I was reminded of a maxim I’ve heard both Martin Swig and Bob Lutz profess: The most fun you can have on the road is “driving a slow car fast.”

The Prancing Moose
Tourmeister and SCM Tour Director Neil D’Autremont at McClellan Overlook
At Yale Lake
86 Swedish horses
Volvo in stealth mode
Getting ready for the Big Pass!

11 Comments

  1. As a native Portlander now living in Dallas, I long to drive my Mondial QV cab and MGB on the great roads of the Pacific Northwest. However, with the lunitics in Portland, I doubt I will ever return to live. I spent five years there as an editor of Competition Press and later Autoweek and then ten years doing KLIQ radio at PIR with my old friend and school mate Dale Lafollette. I miss all that, but unfortunately Portland is a far cry from the city I remember. But I am very glad to see that you are recovering and again enjoying a drive.

  2. Damn, I needed that.
    So easy to get caught up in the schiese-drizzle of horsepower/launch control/dual climate/video screen overload that is the modern sports car drive. Remember when it was fun just to get down the road…somehow?
    Thanks, Keith. Good for the soul.

  3. I sincerely hope that you did not overtake by crossing over the double yellow line ?

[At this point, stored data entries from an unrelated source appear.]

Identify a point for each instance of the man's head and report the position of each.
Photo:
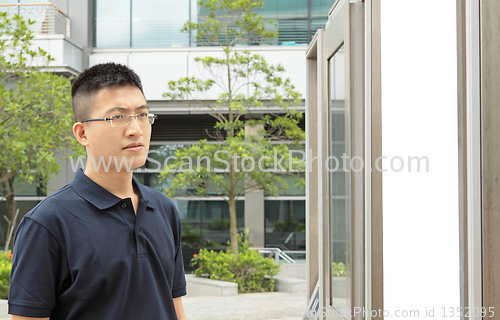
(100, 94)
(100, 76)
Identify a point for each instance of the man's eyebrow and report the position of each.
(120, 108)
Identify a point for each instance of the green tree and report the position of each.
(246, 83)
(35, 114)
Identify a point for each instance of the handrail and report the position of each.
(278, 253)
(33, 4)
(50, 21)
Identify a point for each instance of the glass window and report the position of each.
(291, 17)
(339, 181)
(205, 223)
(112, 24)
(319, 14)
(158, 23)
(285, 224)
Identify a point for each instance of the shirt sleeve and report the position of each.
(179, 285)
(35, 268)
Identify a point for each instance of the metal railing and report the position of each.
(279, 254)
(48, 18)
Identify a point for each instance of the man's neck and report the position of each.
(117, 183)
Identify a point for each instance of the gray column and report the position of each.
(254, 207)
(254, 217)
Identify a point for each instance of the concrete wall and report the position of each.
(157, 67)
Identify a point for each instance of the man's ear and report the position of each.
(80, 133)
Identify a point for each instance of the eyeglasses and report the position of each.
(121, 120)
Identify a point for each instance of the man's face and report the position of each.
(122, 143)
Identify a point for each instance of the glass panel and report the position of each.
(209, 216)
(285, 224)
(157, 23)
(339, 182)
(112, 24)
(291, 17)
(319, 14)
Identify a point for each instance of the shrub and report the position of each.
(5, 266)
(252, 272)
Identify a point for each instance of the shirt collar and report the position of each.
(102, 198)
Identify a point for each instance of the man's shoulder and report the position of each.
(157, 195)
(161, 201)
(50, 207)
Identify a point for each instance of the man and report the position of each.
(104, 246)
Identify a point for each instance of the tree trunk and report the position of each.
(8, 189)
(233, 227)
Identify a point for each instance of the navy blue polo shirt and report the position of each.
(82, 253)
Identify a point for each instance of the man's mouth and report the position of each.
(136, 146)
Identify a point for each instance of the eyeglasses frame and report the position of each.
(111, 123)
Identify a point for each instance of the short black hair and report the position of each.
(100, 76)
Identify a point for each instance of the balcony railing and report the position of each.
(48, 18)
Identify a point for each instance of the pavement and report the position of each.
(245, 306)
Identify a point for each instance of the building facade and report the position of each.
(146, 36)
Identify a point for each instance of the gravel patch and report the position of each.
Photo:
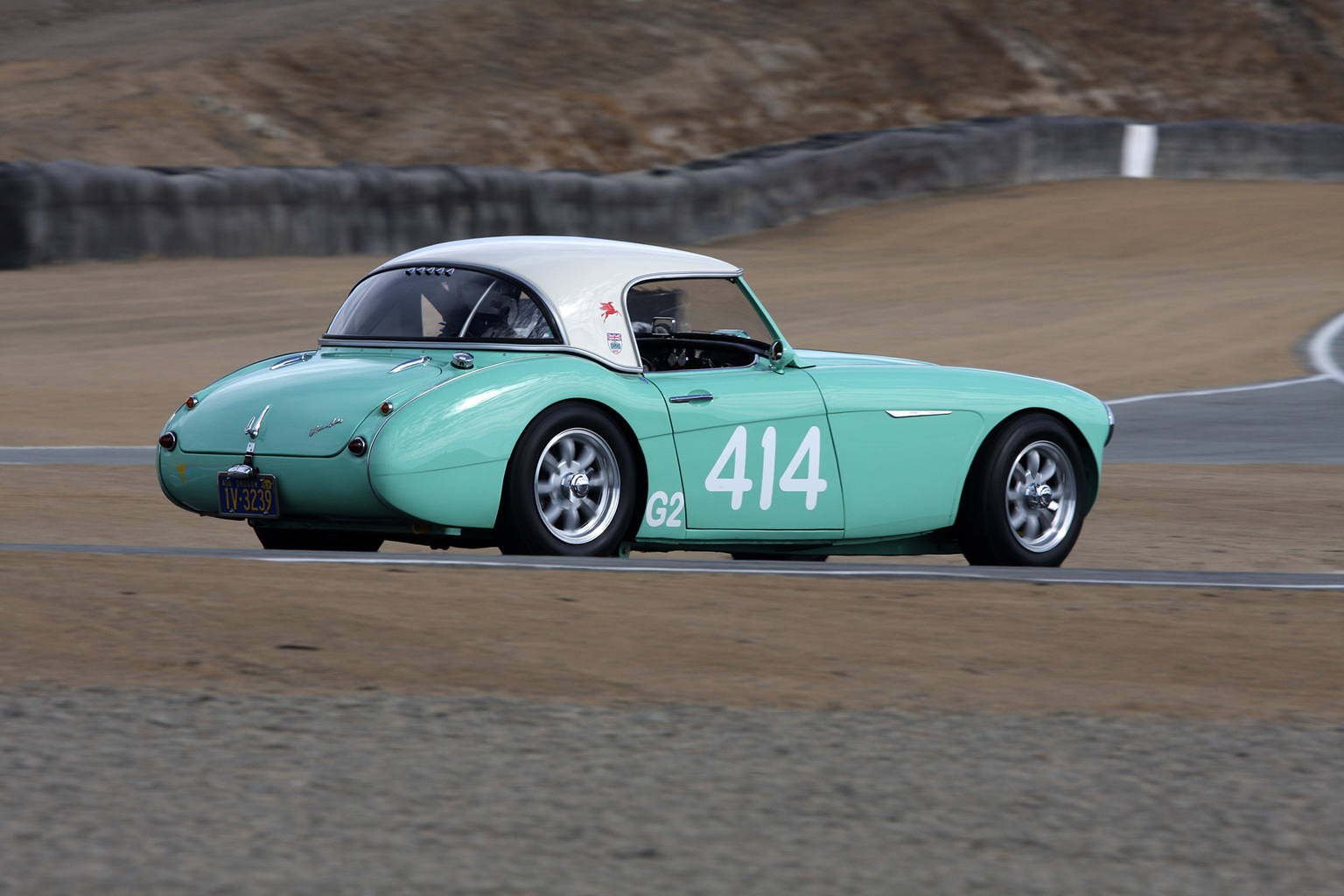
(137, 792)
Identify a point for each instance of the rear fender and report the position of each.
(441, 457)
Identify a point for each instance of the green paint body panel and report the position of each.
(905, 474)
(892, 484)
(443, 456)
(773, 406)
(333, 384)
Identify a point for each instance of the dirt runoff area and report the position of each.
(1120, 288)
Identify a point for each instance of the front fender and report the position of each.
(441, 457)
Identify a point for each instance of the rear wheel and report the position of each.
(1022, 504)
(316, 540)
(797, 557)
(570, 485)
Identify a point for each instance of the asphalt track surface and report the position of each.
(832, 570)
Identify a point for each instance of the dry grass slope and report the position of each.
(621, 85)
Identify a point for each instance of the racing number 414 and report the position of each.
(738, 485)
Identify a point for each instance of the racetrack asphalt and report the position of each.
(834, 570)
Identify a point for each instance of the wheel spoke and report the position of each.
(1032, 527)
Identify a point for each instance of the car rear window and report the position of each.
(441, 304)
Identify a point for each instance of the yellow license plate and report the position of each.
(257, 496)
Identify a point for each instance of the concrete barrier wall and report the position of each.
(70, 211)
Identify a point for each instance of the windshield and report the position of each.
(441, 304)
(694, 305)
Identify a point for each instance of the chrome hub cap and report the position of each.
(577, 485)
(1042, 496)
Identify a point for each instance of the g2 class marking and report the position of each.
(664, 511)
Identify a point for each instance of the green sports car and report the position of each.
(584, 396)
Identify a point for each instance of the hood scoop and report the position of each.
(312, 406)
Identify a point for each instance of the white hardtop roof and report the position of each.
(576, 277)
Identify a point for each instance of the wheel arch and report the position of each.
(1090, 468)
(443, 457)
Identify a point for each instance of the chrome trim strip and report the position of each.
(406, 366)
(292, 359)
(255, 424)
(554, 348)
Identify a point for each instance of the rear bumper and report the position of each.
(323, 486)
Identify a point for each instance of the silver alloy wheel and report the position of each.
(1042, 496)
(577, 485)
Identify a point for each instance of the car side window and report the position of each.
(441, 304)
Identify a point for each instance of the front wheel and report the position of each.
(1022, 504)
(570, 486)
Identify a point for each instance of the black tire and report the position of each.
(316, 540)
(577, 507)
(1012, 514)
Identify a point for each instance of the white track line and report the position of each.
(877, 571)
(1319, 348)
(1253, 387)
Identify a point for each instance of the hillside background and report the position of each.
(617, 85)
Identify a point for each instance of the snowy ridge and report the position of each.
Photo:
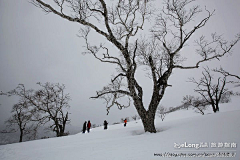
(131, 143)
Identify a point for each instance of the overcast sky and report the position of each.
(35, 47)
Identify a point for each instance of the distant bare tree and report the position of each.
(199, 104)
(21, 121)
(135, 117)
(119, 22)
(161, 111)
(212, 93)
(225, 73)
(48, 104)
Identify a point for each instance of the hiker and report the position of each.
(84, 127)
(125, 122)
(105, 124)
(88, 126)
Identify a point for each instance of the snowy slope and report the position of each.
(131, 143)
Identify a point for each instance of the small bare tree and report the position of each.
(135, 117)
(225, 73)
(119, 22)
(199, 104)
(21, 120)
(161, 111)
(212, 93)
(48, 104)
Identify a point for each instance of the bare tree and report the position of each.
(135, 117)
(48, 104)
(212, 93)
(225, 73)
(119, 23)
(21, 121)
(199, 104)
(162, 111)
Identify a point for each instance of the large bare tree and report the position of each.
(119, 22)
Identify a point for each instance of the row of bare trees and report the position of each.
(46, 106)
(120, 23)
(213, 91)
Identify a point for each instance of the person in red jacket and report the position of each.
(125, 122)
(88, 126)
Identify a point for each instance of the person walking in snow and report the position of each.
(105, 124)
(84, 127)
(88, 126)
(125, 122)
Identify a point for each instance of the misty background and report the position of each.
(39, 47)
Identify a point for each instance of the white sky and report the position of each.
(35, 47)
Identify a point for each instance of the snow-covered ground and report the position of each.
(131, 143)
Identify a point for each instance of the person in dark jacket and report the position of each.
(84, 127)
(105, 124)
(88, 126)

    The trip sounds like it was a lot of fun.

    Please keep us amused with your next report.

    Kind regards and keep well.

    Stuart Shelton.

  4. Great reminder of the days of drafting semis in our VW, and later racing FV in a series where if you were leading on the penultimate lap, you would lose the race. To me the art of driving is lost if all you need to do is squeeze the right-hand pedal a bit harder.

  5. Hi Keith – I know what you’re talking about with the 122S. However, the little engine that could became Godzilla after and 80-over rebore and a oil cooler! I did all my SCCA towing with it (Crossle F/F and then a Brabham BT35.) Fellow competitors couldn’t figure out how I was passing them on the freeways!

  6. Martin Swig was absolutely right! I met Martin years ago, when he and his son came to my humble shop to close the deal on an Alfa 4R.
    My humble dealership just acquired a 66 Volvo 122S 4 speed Coupe, in light blue. I’m waiting on a transport to bring the California beauty, and it’s original “pink slip”, to me, in Illinois.

    Great article, Kieth!
    DC

  7. For those of us who know your path, this is HUGE! To simply be able to lower one’s foot on the accelerator is greatly taken for granted, more so the magic of it making a vehicle move, and at a speed we prefer. What a marvel our four-wheeled machines are, and what a blessing it is to be able to drive!

    Thanks for mentioning Martin. We need to bring him along on every rally, forever in our hearts. He IS the Spirit of Rallying.

    This article should really be entitled, “I Passed a Car and I Liked It.”

  8. Loved the story and how it made me feel. I learned to drive a stick in a 122 in 1969 that belonged to a friend. Great balance and very willing. I can only imagine how yours feels with the improvements.

    On a lighter note I mentally added “and it was much more fun than passing a kidney stone” to the title….

    So delighted that you’re out there enjoying the drive.

  9. a cal trooper pulled up next to us as we were refueling near needles on the last real cannonball. “a trucker said he was passed by a silver car at high speed,” he said. 2 a.m. I and bill Pryor and boo browning in the car. “but officer, this is a Volvo!” I said. “oh…yeah” he said and drove off. we were in a new gt–the coupe with the little orange and black pinstripes. 102mph in o/d; 104mph in 4th.

  10. In case you were wondering if IBDCATT, burgundy, XKR ever made it? Yes we did all three of us! We got lost right out of Vancouver, so were running way behind all day. All in all, as this was our first road tour we thoroughly enjoyed the day.
    Great job on a much needed cause!